Is there something I'm missing?


----------



## afigg (Oct 26, 2010)

j653 said:


> And where's the money for the NEC -- where states actually accept HSR money without trying to send it back -- and where people actually ride the trains.


The NEC did receive a $10 million multi-state grant for the 12 states from Maine to VA and DC "to study the role that intercity and high-speed passenger rail can play in helping improve the region’s transportation network, expand capacity, relieve highway and aviation congestion and stimulate sustainable economic growth along the Northeast Corridor."

The FRA and DOT thinking may be that while they will fund specific critical NEC maintenance / improvement projects - Portal bridge replacement for example - and let Amtrak & contributing commuter operators use part of their capital budgets for NEC projects, they don't want to drain the limited HSIPR funds for the NEC until the states have a detailed master plan with the EIS's all filled in. The NEC did get some important engineering studies funded in the HSIPR stimulus awards earlier this year such as $60 million for the B&P tunnel replacement in Baltimore, $38 million for the Portal bridge replacement, $9.4 million for the BWI airport station and adding a 4th track, and $2.9 million for an initial study for replacing or upgrading the Long Bridge across the Potomac River in DC(although the Long Bridge is several miles south of the end of the NEC).

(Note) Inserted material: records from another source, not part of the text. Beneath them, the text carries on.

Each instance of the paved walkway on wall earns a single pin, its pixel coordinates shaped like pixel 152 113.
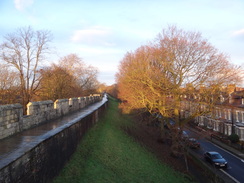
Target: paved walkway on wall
pixel 15 146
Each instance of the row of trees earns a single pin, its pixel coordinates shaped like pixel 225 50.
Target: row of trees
pixel 24 77
pixel 154 77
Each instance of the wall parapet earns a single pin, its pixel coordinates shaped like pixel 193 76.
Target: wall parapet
pixel 13 121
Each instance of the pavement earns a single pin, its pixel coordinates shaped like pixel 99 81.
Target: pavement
pixel 226 146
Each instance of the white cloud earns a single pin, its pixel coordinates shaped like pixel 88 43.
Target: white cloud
pixel 22 4
pixel 93 36
pixel 239 32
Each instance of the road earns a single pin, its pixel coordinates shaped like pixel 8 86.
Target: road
pixel 235 168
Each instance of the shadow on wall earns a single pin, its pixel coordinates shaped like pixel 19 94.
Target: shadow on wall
pixel 13 121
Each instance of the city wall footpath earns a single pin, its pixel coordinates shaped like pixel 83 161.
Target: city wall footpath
pixel 39 153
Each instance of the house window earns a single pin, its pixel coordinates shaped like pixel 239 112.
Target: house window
pixel 225 112
pixel 242 117
pixel 229 114
pixel 238 116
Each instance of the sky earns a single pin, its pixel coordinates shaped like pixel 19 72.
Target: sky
pixel 101 32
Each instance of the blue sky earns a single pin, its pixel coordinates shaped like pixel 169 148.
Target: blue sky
pixel 102 31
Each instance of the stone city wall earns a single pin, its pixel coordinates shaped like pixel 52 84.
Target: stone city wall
pixel 42 162
pixel 13 121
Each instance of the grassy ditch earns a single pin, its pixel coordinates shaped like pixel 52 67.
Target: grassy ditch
pixel 108 154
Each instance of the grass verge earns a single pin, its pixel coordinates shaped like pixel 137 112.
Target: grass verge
pixel 108 154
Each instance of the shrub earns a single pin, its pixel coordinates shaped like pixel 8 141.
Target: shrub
pixel 234 138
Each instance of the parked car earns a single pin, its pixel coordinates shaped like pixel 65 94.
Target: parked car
pixel 193 143
pixel 184 135
pixel 215 159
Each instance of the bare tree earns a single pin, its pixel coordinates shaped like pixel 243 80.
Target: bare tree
pixel 154 77
pixel 24 50
pixel 9 85
pixel 86 75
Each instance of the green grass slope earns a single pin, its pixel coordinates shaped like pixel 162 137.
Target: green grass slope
pixel 108 154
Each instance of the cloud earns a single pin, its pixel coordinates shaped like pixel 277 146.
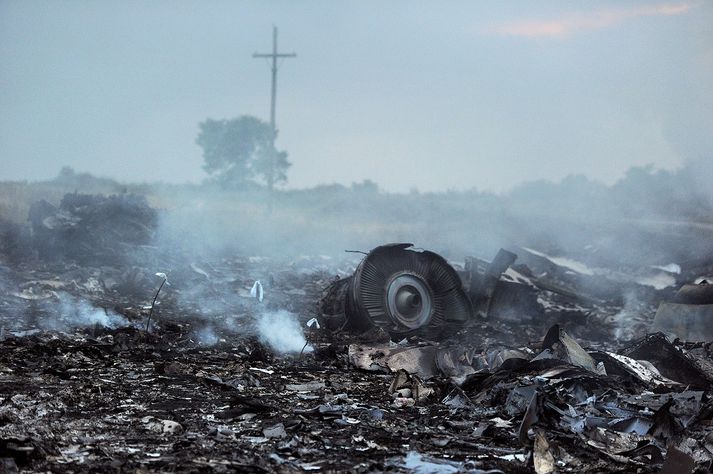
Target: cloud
pixel 571 24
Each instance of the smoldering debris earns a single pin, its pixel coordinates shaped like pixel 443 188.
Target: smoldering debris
pixel 538 368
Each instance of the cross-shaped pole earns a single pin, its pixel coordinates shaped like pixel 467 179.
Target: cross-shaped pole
pixel 274 55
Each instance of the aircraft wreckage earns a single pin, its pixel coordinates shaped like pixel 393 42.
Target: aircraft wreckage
pixel 526 363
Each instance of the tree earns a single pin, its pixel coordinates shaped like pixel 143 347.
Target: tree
pixel 239 151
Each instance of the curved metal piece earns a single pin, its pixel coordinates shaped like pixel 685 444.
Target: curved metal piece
pixel 408 292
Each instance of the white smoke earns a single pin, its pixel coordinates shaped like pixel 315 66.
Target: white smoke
pixel 281 331
pixel 77 313
pixel 627 321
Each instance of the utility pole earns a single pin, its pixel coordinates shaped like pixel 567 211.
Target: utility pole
pixel 273 152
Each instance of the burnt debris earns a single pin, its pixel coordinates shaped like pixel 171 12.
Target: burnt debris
pixel 526 363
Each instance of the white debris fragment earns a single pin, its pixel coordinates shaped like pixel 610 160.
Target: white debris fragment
pixel 257 292
pixel 164 277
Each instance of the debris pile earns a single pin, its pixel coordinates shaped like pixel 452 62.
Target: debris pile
pixel 398 362
pixel 92 228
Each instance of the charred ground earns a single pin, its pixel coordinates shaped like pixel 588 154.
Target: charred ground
pixel 85 387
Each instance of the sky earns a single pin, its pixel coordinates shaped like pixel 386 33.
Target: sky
pixel 429 95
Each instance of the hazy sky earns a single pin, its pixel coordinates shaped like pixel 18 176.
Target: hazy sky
pixel 428 95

Most of the discussion on these awards is going to involve projects with a direct effect on Amtrak service and which are not true HSR. Even a good chunk of the California awards went to engineering studies for various projects on the Surfliner corridor. Don't see why the thread should be moved to the High Speed Rail forum if the California and Florida HSR projects are discussed in separate threds.


----------